The language, style, and idiomatic expressions in "Mehri and Vafa" are very close to those in "Ahmad Harami's Dastan".

A. Sharifli writes: "In general, along with the use of our epics and tales, the influence of Nizami's creativity is also felt here. Especially the details of "The Tale of the Maid in Black" in "Seven Beauties" come to mind. As in Nizami's work, Vafa comes to the country dressed in Black and finds Mehri there. The fact that Mehri does everything cautiously, intelligently, logically, and at the same time courageously reminds the heroes of Nizami's works, etc.

== Manuscripts and publications ==
The poem has been published twice (in 2001 and 2005) under the auspices of the Institute of Manuscripts named after Muhammad Fuzuli at the Azerbaijan National Academy of Sciences. The first publication, prepared by Kamandar and Aysel Sharifli, was in Cyrillic alphabet with a preface encompassing 2.5 pages and included a glossary of difficult words. The work was printed with a comprehensive preface by Professor Rafiq Aliyev, the director of the "Irshad" Center for Islamic Studies, under the editorship of M.Z. Nagiyev and M.M. Adilov. The title page honored it as a "Rare Monument of Our Literature and Language." The second edition was printed in the Latin script, also including the text in the Arabic alphabet (calligrapher M. Azizov). The version presented in the Arabic script helped identify differences in the texts. The scientific and critical text of the manuscript, translated into the current alphabet, prepared for publication, preface, and glossary author is Aysel Sharifova. The preface in this edition is concise. There are two surviving manuscripts of the work. Both versions of the manuscripts, preserved in the Manuscripts Institute of the Azerbaijan National Academy of Sciences that have come down to us, were transcribed in the 19th century. One was transcribed in 1827 by Mahammad Kemine, and the other in 1834 by the renowned scholar, educator, and bibliographer Abdulghani Nukhavi Khalisaqarizade. The first manuscript consists of 1490 verses, while the second has 1574. The authors of the first edition considered the manuscript transcribed by Abdulghani Nukhavi as reliable, stating: "Despite Abdulghani Nukhavi transcribing the manuscript at a young age, he endeavored to preserve its spelling peculiarities and refrained from interfering with its language and style."

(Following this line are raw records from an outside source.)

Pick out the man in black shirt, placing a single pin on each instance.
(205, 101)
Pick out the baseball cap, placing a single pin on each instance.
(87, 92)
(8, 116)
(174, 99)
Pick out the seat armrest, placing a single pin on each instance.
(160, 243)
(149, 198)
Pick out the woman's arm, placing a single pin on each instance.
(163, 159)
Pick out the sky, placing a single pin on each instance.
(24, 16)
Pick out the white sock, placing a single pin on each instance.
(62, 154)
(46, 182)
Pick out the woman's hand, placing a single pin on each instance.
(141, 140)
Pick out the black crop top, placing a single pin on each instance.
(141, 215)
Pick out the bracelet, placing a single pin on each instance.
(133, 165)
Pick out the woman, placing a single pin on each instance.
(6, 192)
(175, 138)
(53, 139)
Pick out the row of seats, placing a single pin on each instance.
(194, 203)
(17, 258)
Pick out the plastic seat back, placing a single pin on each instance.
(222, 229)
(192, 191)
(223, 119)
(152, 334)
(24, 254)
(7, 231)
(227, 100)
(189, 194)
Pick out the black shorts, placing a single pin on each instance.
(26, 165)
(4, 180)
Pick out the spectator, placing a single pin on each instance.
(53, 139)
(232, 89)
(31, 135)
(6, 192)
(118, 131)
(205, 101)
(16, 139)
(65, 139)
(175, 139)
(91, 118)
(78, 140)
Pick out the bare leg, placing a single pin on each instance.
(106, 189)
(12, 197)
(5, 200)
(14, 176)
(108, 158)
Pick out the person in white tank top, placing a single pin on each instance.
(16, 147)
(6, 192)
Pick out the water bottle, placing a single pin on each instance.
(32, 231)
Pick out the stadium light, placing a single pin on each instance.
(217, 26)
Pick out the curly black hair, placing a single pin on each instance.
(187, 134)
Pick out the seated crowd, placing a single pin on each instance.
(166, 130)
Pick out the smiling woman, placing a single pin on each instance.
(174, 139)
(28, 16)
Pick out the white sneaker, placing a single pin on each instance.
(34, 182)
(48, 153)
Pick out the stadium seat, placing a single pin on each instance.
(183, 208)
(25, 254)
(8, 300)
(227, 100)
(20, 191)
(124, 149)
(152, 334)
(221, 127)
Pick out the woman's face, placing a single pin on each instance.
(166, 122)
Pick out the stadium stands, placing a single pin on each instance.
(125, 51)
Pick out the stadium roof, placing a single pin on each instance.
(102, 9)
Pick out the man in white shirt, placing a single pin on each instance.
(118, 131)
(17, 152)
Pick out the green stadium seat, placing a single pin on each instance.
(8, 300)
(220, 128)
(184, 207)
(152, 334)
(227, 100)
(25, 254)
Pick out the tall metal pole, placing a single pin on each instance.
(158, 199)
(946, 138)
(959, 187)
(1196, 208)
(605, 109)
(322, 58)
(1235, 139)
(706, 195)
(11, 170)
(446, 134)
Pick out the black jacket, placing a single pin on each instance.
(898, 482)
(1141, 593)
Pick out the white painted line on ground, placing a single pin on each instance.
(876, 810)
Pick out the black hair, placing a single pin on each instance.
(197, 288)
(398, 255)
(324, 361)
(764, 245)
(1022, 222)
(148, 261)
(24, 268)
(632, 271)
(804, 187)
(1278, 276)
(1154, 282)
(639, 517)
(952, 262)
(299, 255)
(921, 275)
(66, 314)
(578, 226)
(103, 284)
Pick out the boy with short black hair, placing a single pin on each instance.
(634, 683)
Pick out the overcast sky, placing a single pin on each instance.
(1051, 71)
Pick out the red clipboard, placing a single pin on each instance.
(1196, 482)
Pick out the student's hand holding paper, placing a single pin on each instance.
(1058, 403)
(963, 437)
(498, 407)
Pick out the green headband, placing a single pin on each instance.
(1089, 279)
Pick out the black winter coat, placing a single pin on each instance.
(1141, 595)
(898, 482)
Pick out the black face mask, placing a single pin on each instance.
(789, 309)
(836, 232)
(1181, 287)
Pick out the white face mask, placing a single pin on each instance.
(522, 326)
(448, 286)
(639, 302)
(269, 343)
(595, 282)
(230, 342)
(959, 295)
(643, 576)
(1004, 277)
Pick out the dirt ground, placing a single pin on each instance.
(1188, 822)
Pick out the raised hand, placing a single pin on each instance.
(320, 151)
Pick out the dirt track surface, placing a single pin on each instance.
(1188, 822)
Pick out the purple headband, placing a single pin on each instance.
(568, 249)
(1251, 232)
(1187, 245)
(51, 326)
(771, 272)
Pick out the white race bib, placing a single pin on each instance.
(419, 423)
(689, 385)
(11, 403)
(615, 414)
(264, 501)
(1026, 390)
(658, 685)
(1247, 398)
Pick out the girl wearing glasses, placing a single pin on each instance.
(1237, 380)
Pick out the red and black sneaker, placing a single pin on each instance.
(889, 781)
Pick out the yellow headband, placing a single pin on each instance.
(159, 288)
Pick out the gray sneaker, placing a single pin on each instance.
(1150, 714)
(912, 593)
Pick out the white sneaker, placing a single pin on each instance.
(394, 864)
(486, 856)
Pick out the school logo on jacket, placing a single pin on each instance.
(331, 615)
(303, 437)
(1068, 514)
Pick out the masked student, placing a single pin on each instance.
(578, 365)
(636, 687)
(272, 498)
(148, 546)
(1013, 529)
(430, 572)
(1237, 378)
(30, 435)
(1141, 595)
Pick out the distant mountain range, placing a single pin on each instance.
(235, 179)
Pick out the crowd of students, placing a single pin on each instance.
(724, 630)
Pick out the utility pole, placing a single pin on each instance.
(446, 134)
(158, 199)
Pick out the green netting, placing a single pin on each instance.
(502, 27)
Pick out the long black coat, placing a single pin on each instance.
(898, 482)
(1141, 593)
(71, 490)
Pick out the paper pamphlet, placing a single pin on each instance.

The authors consider this manuscript transcribed earlier. Regarding the version transcribed by Mahammad Kemine in 1827, they write: "While transcribing the text of the poem, Mahammad Kemine allowed numerous abridgments, additions, and alterations, resulting in a corrupted version of the 'Mehri və Vəfa' poem. Unlike Abdulghani Nukhavi's manuscript, in Mahammad Kemine's manuscript, the preamble of the poem, consisting of 28 verses, was abridged. Furthermore, several verses in the text of the work were entirely changed, additional verses were inserted into some episodes, and in certain parts, individual verses were truncated. Additionally, some of the archaisms in the poem's language were replaced with more modern variations."

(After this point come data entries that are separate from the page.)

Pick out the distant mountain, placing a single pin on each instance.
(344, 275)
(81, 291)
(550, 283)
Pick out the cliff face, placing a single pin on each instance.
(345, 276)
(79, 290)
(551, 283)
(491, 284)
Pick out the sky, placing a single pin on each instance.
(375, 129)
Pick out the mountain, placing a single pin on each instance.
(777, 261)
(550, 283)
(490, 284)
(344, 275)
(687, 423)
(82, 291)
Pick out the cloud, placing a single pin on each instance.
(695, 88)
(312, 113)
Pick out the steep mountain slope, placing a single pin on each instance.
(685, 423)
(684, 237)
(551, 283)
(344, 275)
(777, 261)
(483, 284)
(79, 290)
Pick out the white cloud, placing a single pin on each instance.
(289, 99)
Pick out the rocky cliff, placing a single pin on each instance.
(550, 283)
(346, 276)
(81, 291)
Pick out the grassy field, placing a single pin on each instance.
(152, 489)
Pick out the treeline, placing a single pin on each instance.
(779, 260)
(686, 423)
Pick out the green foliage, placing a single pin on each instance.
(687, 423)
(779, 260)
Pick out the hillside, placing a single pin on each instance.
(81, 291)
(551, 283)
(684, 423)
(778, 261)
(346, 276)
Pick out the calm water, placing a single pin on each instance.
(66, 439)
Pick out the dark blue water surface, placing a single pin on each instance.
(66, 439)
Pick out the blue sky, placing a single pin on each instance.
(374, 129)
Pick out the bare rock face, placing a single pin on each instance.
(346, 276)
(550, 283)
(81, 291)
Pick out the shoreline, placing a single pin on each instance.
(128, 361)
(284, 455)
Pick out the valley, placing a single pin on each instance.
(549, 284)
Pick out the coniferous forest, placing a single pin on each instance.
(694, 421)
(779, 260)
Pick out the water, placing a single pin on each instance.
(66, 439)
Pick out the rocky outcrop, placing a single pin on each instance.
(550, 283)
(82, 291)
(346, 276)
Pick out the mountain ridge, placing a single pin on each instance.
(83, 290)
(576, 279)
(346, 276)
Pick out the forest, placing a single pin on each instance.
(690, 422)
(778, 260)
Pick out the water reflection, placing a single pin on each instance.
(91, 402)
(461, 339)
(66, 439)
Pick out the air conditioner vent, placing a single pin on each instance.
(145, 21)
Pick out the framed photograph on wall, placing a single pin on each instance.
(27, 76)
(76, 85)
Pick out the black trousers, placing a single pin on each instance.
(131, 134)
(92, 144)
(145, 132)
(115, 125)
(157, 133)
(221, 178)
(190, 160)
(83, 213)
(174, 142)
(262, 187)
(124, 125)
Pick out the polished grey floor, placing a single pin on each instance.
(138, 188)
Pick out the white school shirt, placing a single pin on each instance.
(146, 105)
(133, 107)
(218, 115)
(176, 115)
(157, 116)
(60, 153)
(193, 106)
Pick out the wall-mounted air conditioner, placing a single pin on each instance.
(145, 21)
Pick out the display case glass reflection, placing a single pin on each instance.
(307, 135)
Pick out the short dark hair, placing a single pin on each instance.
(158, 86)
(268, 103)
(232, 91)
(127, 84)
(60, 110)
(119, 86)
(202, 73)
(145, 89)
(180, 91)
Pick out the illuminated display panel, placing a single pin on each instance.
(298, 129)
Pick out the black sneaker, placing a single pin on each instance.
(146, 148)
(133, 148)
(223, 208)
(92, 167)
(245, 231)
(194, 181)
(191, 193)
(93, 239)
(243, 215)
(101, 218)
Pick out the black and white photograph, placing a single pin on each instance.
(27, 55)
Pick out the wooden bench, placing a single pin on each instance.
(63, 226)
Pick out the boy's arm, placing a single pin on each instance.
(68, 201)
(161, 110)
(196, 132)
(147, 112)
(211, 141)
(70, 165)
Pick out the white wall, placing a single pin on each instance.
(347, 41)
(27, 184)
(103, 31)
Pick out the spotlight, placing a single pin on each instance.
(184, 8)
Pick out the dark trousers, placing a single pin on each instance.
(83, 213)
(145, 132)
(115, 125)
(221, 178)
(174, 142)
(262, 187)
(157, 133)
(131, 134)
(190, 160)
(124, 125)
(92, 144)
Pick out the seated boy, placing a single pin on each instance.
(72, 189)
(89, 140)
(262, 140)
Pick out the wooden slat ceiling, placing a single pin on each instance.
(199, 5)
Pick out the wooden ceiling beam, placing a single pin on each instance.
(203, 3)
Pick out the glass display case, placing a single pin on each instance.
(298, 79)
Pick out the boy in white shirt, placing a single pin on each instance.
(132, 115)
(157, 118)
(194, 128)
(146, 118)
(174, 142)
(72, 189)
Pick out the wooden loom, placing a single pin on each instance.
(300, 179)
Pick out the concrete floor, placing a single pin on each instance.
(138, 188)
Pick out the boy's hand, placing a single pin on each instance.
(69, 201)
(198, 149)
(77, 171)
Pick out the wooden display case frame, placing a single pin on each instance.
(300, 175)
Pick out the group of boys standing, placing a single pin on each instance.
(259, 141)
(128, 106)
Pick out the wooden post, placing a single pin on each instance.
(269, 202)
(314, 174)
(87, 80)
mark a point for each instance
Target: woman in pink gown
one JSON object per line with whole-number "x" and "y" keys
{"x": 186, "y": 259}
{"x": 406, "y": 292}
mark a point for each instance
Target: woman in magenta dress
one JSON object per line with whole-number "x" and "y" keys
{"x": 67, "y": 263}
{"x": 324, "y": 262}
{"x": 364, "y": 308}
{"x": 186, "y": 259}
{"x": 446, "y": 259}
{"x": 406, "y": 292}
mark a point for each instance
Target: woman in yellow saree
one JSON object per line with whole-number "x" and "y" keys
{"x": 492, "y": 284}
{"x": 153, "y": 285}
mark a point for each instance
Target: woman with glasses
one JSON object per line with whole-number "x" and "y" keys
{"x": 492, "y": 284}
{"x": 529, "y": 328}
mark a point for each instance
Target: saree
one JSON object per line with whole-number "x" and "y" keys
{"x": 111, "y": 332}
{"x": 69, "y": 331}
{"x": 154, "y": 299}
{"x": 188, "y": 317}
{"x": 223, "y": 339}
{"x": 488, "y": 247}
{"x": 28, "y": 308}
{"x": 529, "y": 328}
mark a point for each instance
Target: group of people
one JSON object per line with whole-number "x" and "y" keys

 "Mehri and Vafa" epic has three manuscripts housed in Turkish libraries:
- Izmir National Library, Manuscript No. 26/668. This manuscript is written in prose and measures 210x145 mm in size.
- Atatürk University Library, Seyfeddin Ozege Catalog, has two copies, numbered 282 and 283. These manuscripts are handwritten, consisting of 19 lines and 61 pages. Although the poem is written in a poetic narrative style, the classical elements like the usual invocation, monotheism, and supplication parts are incomplete in these copies. The poem comprises 795 verses and, despite being quite extensive, it doesn't possess a large volume. Its significance lies in reflecting the language peculiarities of its era. The copyist added the following date at the end: "Temmetu’l-kitab bi-câni’l-lahi’l-mülkü’l-vehhab tarix il 1208 fî 17". There are occasional disruptions in the rhyme scheme due to alterations within lines, and some numbering discrepancies exist in the manuscript, primarily originating from mistakes in the original text.
- Marbur Staatsbibliothek, Manuscript No. Ms.Or.Okt 2628.